According to a new report, there are now 10 times more people with serious mental illness in state prisons and county jails than there are in state mental hospitals. How can this be acceptable care for people with mental illness? NIMH Director Dr. Insel discusses this issue.
By Thomas Insel, April 11, 2014
Despite careful monitoring and daily insulin, many people with type I diabetes experience emergencies like diabetic coma that require hospital care. Imagine a dystopic world where this care was not given in hospitals but in jails alongside inmates convicted of violent crimes. Imagine that, for lack of hospital beds, people requiring longer-term care for often disabling diabetic complications had to be housed in state prisons, where medical care was not a priority and personal safety was not assured.
If you think this sounds like a far-fetched premise for an apocalyptic movie or health care parable, check out a new report from the Treatment Advocacy Center on the treatment of people with serious mental illness. According to this report, there are now 10 times more people with serious mental illness in state prisons (207,000) and county jails (149,000) than there are in state mental hospitals (35,000). The report includes a state-by-state assessment of treatment of people with mental illness in jails and prisons. In 44 of the 50 states, the largest single “mental institution” is a prison or jail. The Cook County Jail in Chicago, Shelby County Jail in Memphis, and Polk County Jail in Des Moines each hold more individuals with serious mental illness than do all the state mental hospitals combined in those states.
How can this be possible? In the 1830’s Dorothea Dix revolutionized the care of people with mental illness by taking them out of jails and caring for them in asylums, later known as state hospitals. In the last 50 years, we have reversed this trend, resulting in a 90 percent reduction in public hospital beds for people with serious mental illness.
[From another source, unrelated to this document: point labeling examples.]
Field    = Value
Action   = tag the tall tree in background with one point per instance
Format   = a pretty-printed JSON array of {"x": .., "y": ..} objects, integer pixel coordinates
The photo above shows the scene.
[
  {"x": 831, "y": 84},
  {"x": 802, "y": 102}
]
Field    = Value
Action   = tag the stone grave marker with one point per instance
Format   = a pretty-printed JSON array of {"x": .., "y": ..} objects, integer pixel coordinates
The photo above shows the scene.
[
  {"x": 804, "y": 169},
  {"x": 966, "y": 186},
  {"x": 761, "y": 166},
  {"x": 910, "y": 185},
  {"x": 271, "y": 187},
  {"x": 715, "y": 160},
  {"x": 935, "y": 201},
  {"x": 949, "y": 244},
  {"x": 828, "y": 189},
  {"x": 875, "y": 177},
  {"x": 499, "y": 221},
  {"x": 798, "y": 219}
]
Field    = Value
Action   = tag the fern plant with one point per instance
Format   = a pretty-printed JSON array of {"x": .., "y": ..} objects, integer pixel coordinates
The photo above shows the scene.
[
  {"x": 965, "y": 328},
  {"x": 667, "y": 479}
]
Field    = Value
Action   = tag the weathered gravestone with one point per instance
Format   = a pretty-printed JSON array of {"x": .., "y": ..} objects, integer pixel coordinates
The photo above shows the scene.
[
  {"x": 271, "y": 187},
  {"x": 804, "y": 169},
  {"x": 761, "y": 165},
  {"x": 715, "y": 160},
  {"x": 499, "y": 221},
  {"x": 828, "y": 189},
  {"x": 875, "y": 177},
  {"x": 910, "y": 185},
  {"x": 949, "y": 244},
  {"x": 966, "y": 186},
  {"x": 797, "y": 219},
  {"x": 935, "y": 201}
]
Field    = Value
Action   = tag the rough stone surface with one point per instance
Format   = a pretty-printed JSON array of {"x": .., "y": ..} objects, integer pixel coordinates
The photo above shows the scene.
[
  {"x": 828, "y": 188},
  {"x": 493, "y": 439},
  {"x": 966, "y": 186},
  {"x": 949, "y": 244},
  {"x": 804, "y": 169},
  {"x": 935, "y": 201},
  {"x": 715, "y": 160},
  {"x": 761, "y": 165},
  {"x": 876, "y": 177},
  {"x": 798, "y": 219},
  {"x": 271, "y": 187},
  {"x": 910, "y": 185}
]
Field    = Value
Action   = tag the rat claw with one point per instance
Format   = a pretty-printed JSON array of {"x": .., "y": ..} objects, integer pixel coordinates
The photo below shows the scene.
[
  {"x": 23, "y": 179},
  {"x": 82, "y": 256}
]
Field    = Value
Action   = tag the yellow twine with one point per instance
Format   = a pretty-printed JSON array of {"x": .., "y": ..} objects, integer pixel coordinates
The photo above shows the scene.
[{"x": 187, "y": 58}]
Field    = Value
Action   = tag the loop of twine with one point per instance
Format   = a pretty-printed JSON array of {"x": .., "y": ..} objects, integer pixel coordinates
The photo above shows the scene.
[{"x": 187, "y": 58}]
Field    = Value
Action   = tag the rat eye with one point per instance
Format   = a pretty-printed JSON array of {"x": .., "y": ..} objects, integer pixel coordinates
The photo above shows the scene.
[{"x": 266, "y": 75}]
While this reversal came about as the result of good intentions, it has resulted in unintended consequences. Many, but not all, people with serious mental illness can be treated effectively with the less restrictive care offered in outpatient settings. Sometimes patients with serious mental illness, just as with other serious medical illnesses, require hospitalization. In the absence of available public or private hospital beds, there are few options. Some patients are housed in emergency room holding areas; some return home, where family and friends struggle to provide care; and some—at considerable risk to themselves—become homeless. For those who do not realize they are ill and therefore resist treatment, or those whose behavior may be disruptive or aggressive, jails and prisons have become the de facto mental hospitals. Of course, this new report begs the question of whether racial and ethnic minorities, young men, or poor people are more likely to end up in jails and prisons rather than a bona fide health care setting. Indeed, a 2012 report on a study of patients in the San Diego County public health system found that risk factors for incarceration among the mentally ill included being male and African American; being homeless doubled the risk.
As this new report demonstrates, those who run the jails and prisons did not sign up for this role, are not trained medically to provide appropriate care, and face legal restrictions in many areas when they attempt to provide treatment. And for the inmates who are acutely ill with hallucinations and paranoid delusions, the prison environment can hardly be an ideal setting for recovery. When I visited mentally ill inmates at the DC Jail a few years ago, they were kept in solitary confinement for 23 hours each day, many for months at a time. How can this be acceptable care for people with mental illness?
What should be done? Returning to the asylum system—which could be regarded as turning away from the goal of recovery—is not the answer. The new report suggests several remedies, including ensuring better treatment within the prison system, jail diversion programs, assisted outpatient treatment, and release planning. Surely our nation can do better than assigning the criminal justice system the responsibility for delivering care to the mentally ill. In an era of mental health parity and health care reform, how can we allow hundreds of thousands of people with a brain disorder to be treated in our justice system—if that can be called treatment—rather than our healthcare system? Abraham Lincoln, no stranger to serious mental illness, once lamented, “a tendency to melancholy… is a misfortune not a fault.” Our current system, if these new numbers are accurate, treats mental illness, for many, not as a misfortune but a crime, with little promise of recovery.